Samsung Galaxy S III
The ultimate Android?
The many headline features include S Voice, Samsung’s answer to Siri. It lacks Apple’s finesse or wit, and is erratic at best. Commands to send a text message were efficiently handled but took more time than typing them would have. And of course you need strong data connection to make it work at all.
The Smart Screen function reads you while you read
Plus, as soon as it’s had enough, it turns off to let you wake it with a cheery “Hello Galaxy”. Voice recognition is growing in its importance but its capabilities have yet to match up to desires.
Lots of the innovations, could be called a bit gimmicky. But they’re also very cool. Like Direct Dial. When you’re looking at a contact’s details on screen, the phone’s motion sensors spot when you raise it to your head and dials your contact automatically. This works well, though be advised that if there are several phone numbers on a contacts page that it will call the first number it detects.

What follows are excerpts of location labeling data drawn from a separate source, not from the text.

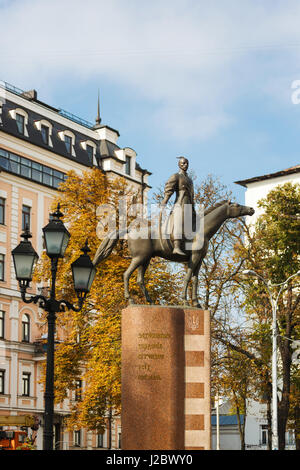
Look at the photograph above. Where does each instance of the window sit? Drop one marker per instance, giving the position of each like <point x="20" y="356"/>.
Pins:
<point x="26" y="217"/>
<point x="78" y="388"/>
<point x="2" y="265"/>
<point x="68" y="142"/>
<point x="100" y="440"/>
<point x="2" y="210"/>
<point x="2" y="324"/>
<point x="45" y="134"/>
<point x="31" y="170"/>
<point x="77" y="438"/>
<point x="2" y="382"/>
<point x="20" y="120"/>
<point x="90" y="152"/>
<point x="26" y="384"/>
<point x="128" y="165"/>
<point x="26" y="328"/>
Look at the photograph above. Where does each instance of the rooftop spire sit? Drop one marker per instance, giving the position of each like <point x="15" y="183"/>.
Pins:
<point x="98" y="119"/>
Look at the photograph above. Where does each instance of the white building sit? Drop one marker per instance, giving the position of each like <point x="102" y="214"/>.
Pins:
<point x="39" y="144"/>
<point x="259" y="186"/>
<point x="256" y="430"/>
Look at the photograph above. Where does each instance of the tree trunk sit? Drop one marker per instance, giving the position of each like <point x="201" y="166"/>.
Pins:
<point x="297" y="427"/>
<point x="269" y="415"/>
<point x="241" y="427"/>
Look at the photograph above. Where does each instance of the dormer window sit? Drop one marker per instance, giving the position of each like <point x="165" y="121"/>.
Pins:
<point x="128" y="165"/>
<point x="45" y="134"/>
<point x="90" y="148"/>
<point x="20" y="120"/>
<point x="45" y="129"/>
<point x="69" y="139"/>
<point x="68" y="142"/>
<point x="90" y="152"/>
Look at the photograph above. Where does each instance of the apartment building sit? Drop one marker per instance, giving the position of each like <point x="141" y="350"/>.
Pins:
<point x="39" y="144"/>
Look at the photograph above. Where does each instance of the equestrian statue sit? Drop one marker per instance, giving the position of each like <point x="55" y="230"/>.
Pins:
<point x="183" y="237"/>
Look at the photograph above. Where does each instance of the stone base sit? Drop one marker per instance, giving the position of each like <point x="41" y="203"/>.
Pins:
<point x="165" y="378"/>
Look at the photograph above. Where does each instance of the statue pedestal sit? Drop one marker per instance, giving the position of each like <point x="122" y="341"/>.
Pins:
<point x="165" y="378"/>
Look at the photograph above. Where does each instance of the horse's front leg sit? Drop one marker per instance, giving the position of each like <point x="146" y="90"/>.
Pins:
<point x="135" y="262"/>
<point x="187" y="279"/>
<point x="195" y="301"/>
<point x="141" y="280"/>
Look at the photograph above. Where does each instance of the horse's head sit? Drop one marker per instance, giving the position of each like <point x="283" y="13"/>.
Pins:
<point x="237" y="210"/>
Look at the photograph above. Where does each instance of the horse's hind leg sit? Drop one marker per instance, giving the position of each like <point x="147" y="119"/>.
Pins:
<point x="141" y="280"/>
<point x="135" y="263"/>
<point x="195" y="301"/>
<point x="185" y="286"/>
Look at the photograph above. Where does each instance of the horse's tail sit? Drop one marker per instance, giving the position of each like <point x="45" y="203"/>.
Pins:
<point x="107" y="245"/>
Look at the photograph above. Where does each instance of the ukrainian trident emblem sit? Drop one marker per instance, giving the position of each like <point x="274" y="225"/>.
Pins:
<point x="193" y="321"/>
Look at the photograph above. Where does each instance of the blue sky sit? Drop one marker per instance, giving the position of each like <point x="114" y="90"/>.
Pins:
<point x="208" y="80"/>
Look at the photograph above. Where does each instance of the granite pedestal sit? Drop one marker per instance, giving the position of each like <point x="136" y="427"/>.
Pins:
<point x="165" y="378"/>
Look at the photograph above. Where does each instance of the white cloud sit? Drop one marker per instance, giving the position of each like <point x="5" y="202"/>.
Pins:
<point x="192" y="58"/>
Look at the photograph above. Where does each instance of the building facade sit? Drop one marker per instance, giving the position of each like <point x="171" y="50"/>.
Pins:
<point x="258" y="187"/>
<point x="39" y="144"/>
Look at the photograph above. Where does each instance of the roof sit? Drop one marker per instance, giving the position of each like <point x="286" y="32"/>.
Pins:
<point x="226" y="420"/>
<point x="287" y="171"/>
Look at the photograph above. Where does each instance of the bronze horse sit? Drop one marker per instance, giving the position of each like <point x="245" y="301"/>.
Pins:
<point x="143" y="249"/>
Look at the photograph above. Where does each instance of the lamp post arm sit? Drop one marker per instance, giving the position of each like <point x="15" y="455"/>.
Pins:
<point x="33" y="298"/>
<point x="70" y="306"/>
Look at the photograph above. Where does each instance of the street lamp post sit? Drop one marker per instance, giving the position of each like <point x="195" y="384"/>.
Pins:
<point x="56" y="238"/>
<point x="274" y="303"/>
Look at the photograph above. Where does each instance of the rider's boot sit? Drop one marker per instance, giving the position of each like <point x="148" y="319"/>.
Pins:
<point x="177" y="250"/>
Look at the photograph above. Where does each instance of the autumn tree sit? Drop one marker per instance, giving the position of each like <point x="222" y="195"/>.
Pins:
<point x="271" y="249"/>
<point x="89" y="341"/>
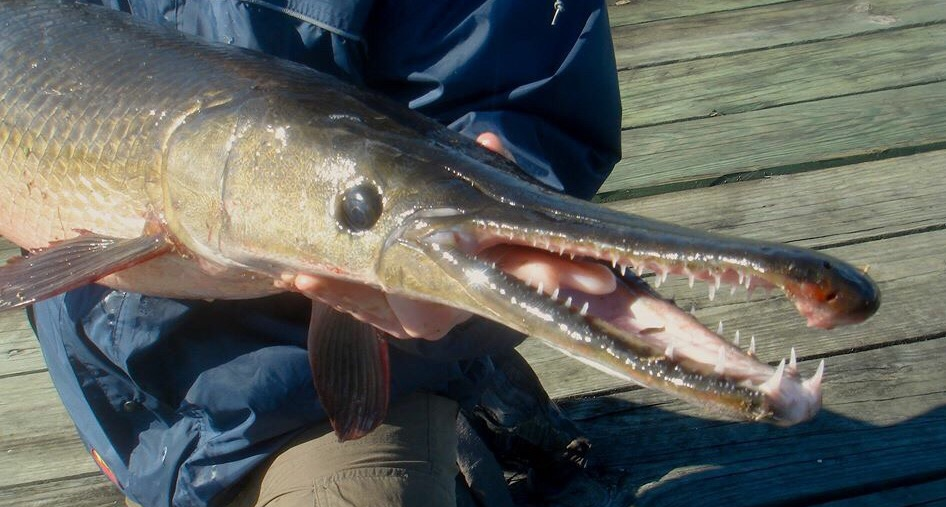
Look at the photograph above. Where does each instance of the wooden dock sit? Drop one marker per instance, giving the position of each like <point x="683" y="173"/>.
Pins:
<point x="819" y="123"/>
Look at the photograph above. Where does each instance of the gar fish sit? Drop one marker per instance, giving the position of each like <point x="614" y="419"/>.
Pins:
<point x="151" y="161"/>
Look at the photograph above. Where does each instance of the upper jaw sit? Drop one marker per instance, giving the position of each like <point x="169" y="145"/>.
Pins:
<point x="613" y="319"/>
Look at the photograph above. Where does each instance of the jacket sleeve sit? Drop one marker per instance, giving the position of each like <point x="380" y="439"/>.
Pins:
<point x="475" y="67"/>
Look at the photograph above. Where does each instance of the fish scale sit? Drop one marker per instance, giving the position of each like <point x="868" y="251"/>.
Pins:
<point x="150" y="161"/>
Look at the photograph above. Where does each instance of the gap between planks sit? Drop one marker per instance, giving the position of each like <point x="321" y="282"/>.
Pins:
<point x="767" y="26"/>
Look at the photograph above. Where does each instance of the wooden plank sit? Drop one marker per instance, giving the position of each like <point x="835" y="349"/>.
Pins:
<point x="838" y="205"/>
<point x="767" y="26"/>
<point x="782" y="139"/>
<point x="884" y="424"/>
<point x="37" y="439"/>
<point x="926" y="494"/>
<point x="630" y="12"/>
<point x="84" y="491"/>
<point x="786" y="75"/>
<point x="19" y="350"/>
<point x="883" y="199"/>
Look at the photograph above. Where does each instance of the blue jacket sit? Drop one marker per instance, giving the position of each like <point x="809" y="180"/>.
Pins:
<point x="180" y="399"/>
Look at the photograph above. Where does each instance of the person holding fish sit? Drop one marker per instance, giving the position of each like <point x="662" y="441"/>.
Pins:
<point x="194" y="403"/>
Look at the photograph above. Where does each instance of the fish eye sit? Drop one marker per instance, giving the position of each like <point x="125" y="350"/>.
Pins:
<point x="359" y="207"/>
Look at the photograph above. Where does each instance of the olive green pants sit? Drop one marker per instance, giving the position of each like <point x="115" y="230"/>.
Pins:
<point x="410" y="460"/>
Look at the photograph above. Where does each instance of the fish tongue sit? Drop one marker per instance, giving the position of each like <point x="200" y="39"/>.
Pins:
<point x="552" y="271"/>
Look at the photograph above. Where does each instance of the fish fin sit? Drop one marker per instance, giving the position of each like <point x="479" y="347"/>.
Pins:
<point x="71" y="263"/>
<point x="350" y="368"/>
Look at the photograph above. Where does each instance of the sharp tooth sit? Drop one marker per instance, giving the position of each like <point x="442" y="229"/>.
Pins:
<point x="814" y="383"/>
<point x="720" y="362"/>
<point x="776" y="379"/>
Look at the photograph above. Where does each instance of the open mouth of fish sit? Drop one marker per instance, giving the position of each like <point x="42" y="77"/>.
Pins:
<point x="586" y="297"/>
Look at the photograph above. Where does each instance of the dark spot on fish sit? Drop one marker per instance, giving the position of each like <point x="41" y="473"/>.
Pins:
<point x="359" y="207"/>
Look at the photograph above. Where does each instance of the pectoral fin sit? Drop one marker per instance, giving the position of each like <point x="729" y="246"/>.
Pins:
<point x="349" y="360"/>
<point x="72" y="263"/>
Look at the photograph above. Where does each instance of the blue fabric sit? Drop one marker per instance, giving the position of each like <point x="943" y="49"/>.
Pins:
<point x="182" y="398"/>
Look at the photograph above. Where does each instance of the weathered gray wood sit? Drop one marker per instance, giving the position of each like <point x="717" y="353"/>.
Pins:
<point x="696" y="153"/>
<point x="37" y="439"/>
<point x="628" y="12"/>
<point x="779" y="24"/>
<point x="888" y="198"/>
<point x="909" y="271"/>
<point x="884" y="423"/>
<point x="84" y="491"/>
<point x="785" y="75"/>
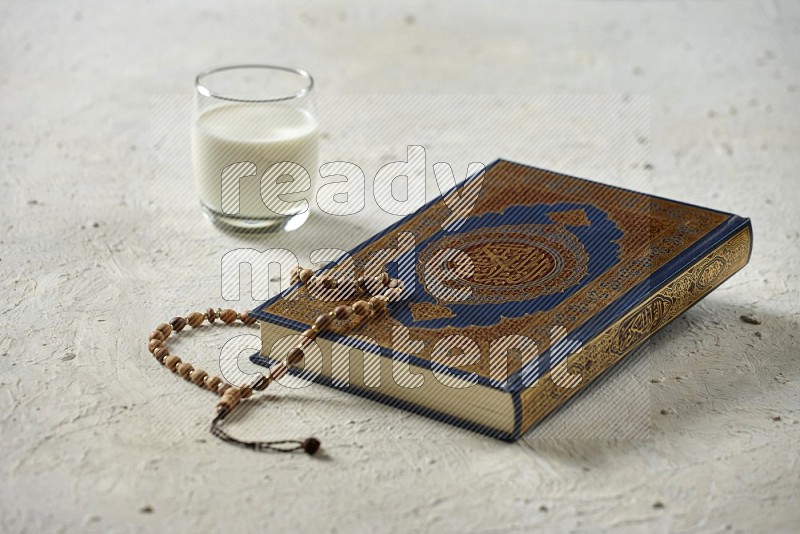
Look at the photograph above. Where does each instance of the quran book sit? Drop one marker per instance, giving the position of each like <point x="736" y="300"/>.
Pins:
<point x="521" y="286"/>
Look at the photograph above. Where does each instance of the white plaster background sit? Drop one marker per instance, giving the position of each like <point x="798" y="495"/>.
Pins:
<point x="96" y="248"/>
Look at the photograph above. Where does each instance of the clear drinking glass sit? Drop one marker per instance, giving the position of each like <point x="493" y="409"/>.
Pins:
<point x="254" y="146"/>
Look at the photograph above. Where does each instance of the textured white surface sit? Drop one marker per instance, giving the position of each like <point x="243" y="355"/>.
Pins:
<point x="94" y="251"/>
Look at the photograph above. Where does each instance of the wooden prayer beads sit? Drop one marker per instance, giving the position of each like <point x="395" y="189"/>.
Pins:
<point x="231" y="396"/>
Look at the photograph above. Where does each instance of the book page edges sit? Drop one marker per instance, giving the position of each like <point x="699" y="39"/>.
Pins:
<point x="364" y="372"/>
<point x="631" y="331"/>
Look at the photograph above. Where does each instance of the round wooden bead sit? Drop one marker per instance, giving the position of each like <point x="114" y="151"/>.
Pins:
<point x="199" y="376"/>
<point x="165" y="329"/>
<point x="229" y="400"/>
<point x="323" y="321"/>
<point x="378" y="304"/>
<point x="327" y="282"/>
<point x="361" y="285"/>
<point x="246" y="318"/>
<point x="294" y="356"/>
<point x="232" y="395"/>
<point x="261" y="384"/>
<point x="183" y="369"/>
<point x="305" y="275"/>
<point x="195" y="319"/>
<point x="171" y="362"/>
<point x="160" y="353"/>
<point x="343" y="312"/>
<point x="361" y="307"/>
<point x="178" y="323"/>
<point x="277" y="371"/>
<point x="227" y="315"/>
<point x="155" y="334"/>
<point x="212" y="383"/>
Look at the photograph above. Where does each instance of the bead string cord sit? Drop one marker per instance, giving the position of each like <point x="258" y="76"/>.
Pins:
<point x="373" y="297"/>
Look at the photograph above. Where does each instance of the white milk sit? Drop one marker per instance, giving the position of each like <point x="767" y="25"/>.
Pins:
<point x="263" y="134"/>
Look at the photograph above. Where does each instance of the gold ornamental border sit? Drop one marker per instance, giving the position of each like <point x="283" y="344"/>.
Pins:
<point x="599" y="354"/>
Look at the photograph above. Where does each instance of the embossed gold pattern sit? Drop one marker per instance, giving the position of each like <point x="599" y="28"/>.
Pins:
<point x="654" y="232"/>
<point x="629" y="332"/>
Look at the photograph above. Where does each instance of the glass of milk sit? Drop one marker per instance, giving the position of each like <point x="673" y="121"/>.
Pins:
<point x="254" y="146"/>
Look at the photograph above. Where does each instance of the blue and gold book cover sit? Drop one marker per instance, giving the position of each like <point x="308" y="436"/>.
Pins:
<point x="520" y="287"/>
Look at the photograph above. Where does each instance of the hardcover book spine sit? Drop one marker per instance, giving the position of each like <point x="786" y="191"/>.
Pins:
<point x="630" y="331"/>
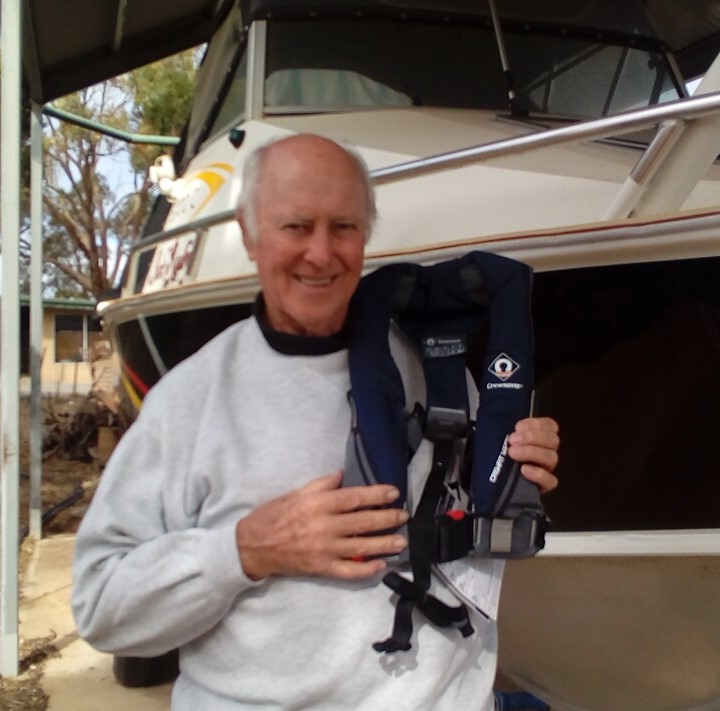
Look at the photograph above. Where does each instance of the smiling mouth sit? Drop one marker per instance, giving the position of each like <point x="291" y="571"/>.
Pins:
<point x="316" y="282"/>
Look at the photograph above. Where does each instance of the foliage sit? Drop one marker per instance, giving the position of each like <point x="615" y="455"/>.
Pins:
<point x="96" y="197"/>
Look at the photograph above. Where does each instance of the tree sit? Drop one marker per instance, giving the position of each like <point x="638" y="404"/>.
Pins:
<point x="96" y="196"/>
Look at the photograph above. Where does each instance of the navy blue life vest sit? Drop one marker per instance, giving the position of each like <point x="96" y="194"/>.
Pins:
<point x="469" y="314"/>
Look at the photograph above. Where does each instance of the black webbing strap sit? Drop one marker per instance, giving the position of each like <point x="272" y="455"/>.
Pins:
<point x="422" y="540"/>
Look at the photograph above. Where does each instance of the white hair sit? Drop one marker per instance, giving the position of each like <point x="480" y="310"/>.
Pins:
<point x="252" y="170"/>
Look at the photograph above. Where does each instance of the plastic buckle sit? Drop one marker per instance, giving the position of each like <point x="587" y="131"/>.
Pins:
<point x="442" y="423"/>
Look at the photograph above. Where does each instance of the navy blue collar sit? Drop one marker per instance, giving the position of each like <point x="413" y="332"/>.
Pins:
<point x="293" y="344"/>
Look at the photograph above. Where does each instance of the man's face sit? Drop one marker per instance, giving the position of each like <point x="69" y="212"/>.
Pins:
<point x="311" y="218"/>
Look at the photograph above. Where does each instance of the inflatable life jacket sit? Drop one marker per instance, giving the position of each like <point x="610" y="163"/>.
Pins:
<point x="469" y="314"/>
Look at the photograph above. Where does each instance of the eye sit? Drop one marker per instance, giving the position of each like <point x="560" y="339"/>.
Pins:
<point x="295" y="227"/>
<point x="346" y="226"/>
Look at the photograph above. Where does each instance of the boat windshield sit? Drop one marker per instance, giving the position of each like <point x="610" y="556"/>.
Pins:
<point x="324" y="65"/>
<point x="346" y="65"/>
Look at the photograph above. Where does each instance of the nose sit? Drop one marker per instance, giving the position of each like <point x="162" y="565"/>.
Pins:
<point x="319" y="249"/>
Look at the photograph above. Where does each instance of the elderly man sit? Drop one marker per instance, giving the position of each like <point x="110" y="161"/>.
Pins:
<point x="221" y="526"/>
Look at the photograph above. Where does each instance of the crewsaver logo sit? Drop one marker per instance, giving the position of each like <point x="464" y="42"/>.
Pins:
<point x="504" y="367"/>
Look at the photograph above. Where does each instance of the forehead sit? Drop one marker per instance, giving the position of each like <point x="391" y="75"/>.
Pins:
<point x="314" y="177"/>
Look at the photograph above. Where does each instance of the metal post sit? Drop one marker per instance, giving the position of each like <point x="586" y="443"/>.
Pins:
<point x="36" y="323"/>
<point x="10" y="363"/>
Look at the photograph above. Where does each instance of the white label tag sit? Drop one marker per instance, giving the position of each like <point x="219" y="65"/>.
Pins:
<point x="476" y="581"/>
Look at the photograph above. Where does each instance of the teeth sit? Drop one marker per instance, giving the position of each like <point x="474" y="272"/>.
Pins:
<point x="309" y="281"/>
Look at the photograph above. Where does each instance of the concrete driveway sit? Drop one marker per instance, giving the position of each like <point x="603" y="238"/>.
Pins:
<point x="79" y="679"/>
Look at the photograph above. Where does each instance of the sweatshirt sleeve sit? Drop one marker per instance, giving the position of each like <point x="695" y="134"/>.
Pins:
<point x="147" y="579"/>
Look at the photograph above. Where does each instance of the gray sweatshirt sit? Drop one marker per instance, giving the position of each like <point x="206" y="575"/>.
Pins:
<point x="157" y="567"/>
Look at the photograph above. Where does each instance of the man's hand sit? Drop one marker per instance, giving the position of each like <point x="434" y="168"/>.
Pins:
<point x="318" y="530"/>
<point x="535" y="443"/>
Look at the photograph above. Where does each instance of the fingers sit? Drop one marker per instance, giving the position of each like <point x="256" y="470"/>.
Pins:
<point x="321" y="529"/>
<point x="542" y="477"/>
<point x="535" y="443"/>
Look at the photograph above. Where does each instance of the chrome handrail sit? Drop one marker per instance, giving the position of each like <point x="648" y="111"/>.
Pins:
<point x="692" y="108"/>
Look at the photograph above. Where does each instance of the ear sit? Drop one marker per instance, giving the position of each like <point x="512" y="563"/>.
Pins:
<point x="250" y="246"/>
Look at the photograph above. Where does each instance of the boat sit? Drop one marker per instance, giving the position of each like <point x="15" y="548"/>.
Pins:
<point x="559" y="133"/>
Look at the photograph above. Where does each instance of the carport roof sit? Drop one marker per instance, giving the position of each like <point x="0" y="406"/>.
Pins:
<point x="71" y="44"/>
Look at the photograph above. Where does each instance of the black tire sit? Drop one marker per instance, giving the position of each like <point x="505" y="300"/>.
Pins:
<point x="153" y="671"/>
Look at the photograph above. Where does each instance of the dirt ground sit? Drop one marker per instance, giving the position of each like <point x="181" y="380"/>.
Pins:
<point x="72" y="465"/>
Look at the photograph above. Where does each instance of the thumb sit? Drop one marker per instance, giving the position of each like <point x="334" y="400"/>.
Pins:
<point x="325" y="483"/>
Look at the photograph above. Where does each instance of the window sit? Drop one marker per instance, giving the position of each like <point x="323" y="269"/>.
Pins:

Motion options and high flying AnTuTu score
Or take Smart Stay which is really just a clever way to turn the screen off, or not. Every 15 seconds or more, the front facing camera checks to see if it can see your sparkling eyes. No sign and the display is dimmed. This is handy if you’re studying a web page at length and don’t want to keep touching the screen to keep it on. Again, it’s a small thing but it somehow makes for an intimate relationship with the phone.
Dripping with features
Then there are the features that haven’t found their moment yet. Like S Beam, which is like Ice Cream Sandwich’s Android Beam but with the added goodness of Wi-Fi Direct on top of NFC. It means you can transfer big files, even video, wirelessly from one phone to another at high speed. For now it only works between Galaxy S IIIs, though there is Android Beam for other ICS blowers.